“Optimists always win!” is the biggest survivorship bias

I was born an optimist.

So far in human history, optimists always win. It is so lucky being an optimist.


Optimists are extremely important in advancing the technology and the human society. Optimists have brought radical abundance that were unthinkable even 100 years ago.

On the other hand, there were always countless doomers and naysayers:

Technology takes our jobs, reduces our wages, increases inequality, threatens our health, ruins the environment, degrades our society, corrupts our children, impairs our humanity, threatens our future, and is ever on the verge of ruining everything.

None of them were right and they seem so laughable in the rearview mirror.

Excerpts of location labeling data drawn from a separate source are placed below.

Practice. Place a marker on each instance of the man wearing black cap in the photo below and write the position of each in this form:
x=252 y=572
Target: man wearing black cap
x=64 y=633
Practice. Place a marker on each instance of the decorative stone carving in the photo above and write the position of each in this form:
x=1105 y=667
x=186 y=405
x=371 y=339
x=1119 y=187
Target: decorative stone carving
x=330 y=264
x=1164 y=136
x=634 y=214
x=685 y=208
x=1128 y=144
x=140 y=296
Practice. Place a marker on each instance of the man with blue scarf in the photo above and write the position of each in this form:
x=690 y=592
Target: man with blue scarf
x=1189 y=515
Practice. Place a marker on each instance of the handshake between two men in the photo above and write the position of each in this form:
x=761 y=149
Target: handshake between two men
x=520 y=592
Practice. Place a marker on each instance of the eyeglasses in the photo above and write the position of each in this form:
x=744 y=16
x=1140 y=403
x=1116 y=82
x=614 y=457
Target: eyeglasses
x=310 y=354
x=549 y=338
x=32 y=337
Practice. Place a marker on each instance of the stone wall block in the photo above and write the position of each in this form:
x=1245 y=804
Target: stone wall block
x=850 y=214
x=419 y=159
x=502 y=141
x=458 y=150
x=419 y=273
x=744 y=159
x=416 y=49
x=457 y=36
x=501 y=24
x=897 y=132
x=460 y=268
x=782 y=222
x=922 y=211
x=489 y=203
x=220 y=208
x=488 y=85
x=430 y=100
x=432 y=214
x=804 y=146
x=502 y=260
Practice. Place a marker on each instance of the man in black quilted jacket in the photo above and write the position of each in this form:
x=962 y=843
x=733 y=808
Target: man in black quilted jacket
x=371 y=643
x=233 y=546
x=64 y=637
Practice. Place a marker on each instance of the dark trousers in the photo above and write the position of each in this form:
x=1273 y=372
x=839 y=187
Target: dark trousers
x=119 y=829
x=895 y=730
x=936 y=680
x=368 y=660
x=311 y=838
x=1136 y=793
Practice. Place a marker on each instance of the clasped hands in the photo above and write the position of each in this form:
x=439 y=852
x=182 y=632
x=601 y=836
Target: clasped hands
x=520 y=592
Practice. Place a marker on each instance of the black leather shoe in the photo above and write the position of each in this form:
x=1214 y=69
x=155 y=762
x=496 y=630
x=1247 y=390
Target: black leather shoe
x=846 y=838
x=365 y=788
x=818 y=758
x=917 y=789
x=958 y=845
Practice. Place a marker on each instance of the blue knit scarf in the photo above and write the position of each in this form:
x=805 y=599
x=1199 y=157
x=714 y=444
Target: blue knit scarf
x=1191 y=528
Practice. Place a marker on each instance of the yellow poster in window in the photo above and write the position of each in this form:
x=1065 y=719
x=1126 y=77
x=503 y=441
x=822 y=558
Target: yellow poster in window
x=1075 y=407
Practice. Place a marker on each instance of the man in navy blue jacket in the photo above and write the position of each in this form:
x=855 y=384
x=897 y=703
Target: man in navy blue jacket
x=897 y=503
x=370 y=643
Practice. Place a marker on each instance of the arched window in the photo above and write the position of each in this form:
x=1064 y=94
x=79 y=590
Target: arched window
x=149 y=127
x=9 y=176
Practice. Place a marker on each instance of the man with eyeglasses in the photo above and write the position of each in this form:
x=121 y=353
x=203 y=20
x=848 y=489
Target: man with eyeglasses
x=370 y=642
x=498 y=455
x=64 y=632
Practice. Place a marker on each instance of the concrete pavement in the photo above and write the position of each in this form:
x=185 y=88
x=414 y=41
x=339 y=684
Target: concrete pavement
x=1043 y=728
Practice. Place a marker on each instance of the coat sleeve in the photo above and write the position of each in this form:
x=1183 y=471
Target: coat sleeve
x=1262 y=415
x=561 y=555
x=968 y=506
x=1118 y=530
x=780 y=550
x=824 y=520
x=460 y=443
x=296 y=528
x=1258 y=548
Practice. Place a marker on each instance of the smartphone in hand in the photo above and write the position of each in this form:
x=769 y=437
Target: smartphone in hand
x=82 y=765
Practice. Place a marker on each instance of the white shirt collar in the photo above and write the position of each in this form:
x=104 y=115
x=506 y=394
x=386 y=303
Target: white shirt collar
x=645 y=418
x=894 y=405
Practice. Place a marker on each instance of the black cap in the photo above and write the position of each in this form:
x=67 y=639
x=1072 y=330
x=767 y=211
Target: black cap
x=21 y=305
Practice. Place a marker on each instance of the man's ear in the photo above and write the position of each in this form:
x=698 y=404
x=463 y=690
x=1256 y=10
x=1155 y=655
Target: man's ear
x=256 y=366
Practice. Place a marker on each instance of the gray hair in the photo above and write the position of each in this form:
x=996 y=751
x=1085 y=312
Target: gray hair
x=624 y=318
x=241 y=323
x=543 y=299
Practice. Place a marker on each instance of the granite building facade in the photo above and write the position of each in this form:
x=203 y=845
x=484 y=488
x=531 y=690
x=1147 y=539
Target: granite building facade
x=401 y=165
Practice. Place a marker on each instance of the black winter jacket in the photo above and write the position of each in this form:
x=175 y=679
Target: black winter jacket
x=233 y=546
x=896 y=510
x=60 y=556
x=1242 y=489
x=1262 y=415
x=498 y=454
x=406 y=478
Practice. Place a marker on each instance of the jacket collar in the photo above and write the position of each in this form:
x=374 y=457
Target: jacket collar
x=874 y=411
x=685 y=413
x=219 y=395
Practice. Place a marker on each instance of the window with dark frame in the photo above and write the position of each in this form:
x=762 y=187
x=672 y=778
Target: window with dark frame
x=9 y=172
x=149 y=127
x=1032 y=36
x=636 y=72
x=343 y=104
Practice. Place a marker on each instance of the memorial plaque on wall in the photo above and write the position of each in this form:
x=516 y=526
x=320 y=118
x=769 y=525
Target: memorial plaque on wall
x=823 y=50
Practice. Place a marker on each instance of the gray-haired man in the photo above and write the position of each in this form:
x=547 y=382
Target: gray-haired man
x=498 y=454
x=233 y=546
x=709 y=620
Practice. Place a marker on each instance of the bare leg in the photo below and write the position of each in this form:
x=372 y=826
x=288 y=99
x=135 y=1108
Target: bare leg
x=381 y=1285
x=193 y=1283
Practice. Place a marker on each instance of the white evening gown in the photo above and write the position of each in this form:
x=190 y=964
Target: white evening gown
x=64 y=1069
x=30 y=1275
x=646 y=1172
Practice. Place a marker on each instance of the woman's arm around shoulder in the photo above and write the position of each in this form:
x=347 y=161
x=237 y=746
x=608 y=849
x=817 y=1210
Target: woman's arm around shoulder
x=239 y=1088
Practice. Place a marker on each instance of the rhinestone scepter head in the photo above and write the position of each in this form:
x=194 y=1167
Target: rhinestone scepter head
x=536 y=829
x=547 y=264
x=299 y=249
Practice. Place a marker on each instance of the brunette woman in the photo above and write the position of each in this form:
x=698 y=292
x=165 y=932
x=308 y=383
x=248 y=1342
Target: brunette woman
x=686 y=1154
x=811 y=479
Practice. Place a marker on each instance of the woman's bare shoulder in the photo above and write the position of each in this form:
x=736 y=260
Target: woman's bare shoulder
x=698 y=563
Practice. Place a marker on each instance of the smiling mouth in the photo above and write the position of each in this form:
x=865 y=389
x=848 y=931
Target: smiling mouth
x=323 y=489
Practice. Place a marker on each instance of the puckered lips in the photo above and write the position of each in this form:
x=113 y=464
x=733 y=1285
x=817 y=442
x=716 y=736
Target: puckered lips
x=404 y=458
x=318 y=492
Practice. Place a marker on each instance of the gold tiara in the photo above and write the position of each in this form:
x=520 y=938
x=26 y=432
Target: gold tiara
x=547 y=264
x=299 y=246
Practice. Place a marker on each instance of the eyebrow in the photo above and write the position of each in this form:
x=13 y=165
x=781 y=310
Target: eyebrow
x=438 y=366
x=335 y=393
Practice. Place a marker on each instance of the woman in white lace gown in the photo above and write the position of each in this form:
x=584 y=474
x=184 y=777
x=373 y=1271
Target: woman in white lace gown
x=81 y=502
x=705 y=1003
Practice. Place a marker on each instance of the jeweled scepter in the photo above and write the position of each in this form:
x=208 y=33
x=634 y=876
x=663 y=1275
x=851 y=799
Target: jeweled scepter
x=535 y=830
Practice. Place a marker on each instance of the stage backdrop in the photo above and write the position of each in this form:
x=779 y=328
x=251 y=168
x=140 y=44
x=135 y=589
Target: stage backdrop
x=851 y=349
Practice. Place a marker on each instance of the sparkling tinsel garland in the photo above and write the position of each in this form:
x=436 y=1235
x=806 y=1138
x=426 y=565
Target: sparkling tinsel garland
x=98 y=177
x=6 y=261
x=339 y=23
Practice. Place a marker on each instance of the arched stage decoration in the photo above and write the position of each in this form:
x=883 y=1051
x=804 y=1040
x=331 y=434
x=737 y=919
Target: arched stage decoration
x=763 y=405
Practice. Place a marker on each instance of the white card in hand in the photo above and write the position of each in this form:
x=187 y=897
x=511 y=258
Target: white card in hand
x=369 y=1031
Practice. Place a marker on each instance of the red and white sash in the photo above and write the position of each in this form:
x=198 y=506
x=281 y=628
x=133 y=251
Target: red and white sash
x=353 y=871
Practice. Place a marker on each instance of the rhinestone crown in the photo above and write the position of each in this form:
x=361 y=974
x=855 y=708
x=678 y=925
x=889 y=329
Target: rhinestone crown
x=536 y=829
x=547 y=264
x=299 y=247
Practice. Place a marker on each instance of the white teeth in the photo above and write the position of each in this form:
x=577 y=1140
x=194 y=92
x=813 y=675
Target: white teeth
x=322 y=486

Every time people talked about the devastating impact of a new technology, I would recall the famous technology rules from Douglas Adams:

Anything that is in the world when you’re born is normal and ordinary and is just a natural part of the way the world works.

Anything that’s invented between when you’re fifteen and thirty-five is new and exciting and revolutionary and you can probably get a career in it.

Anything invented after you’re thirty-five is against the natural order of things.

If we were to learn anything from history, it is that we should always embrace the new technology.


However, we must realize that history was written by survivors. If there were dinosaurian naysayers or Mesopotamian naysayers, they would have been absolutely right about their doomed fate. The only problem is: that they didn’t survive to write their history.

The Fermi paradox has showed that humans are at least miraculously lucky to have reached the current stage of civilization. Since luck was in play, we cannot definitely say the past doomers and naysayer were all laughable, as history could have gone the other way and they just didn’t get to write the history.

I sincerely hope all the Great Filters are behind us but it is unlikely that nothing stands in between our civilization and the multiplanetary civilization. The stake is so high that anyone should be cautious even if there is only a slight chance the technology would destroy the humanity.

Let’s face it: “optimists always win!” has been reinforced again and again in human history, yet no one gets to reflect on it if it ever fails.


In the not-so-long-ago past, Nazi Germany and the US were both rushing to invent the first atomic bomb. Nothing fundamental stopped Nazi Germany getting to the finish line first. If Nazi Germany were to invent the first atomic bomb or, maybe worse, if Nazi Germany and the US were able to invent atomic bombs in quick succession, how many atomic bombs would have been dropped on the Earth? The results are unimaginable.

Later in the Cold War, some accidents could have triggered a nuclear war between the two then superpowers. Humans are so lucky that it didn’t happen.


I still believe it is important to be an optimist, as the technology advances regardless how many pessimists are there. But being an optimist doesn’t mean blindly embracing and accelerating any technology we build. Being an optimist is preparing for the “lucky” outcome, where the technology safely lands, and driving society towards that outcome.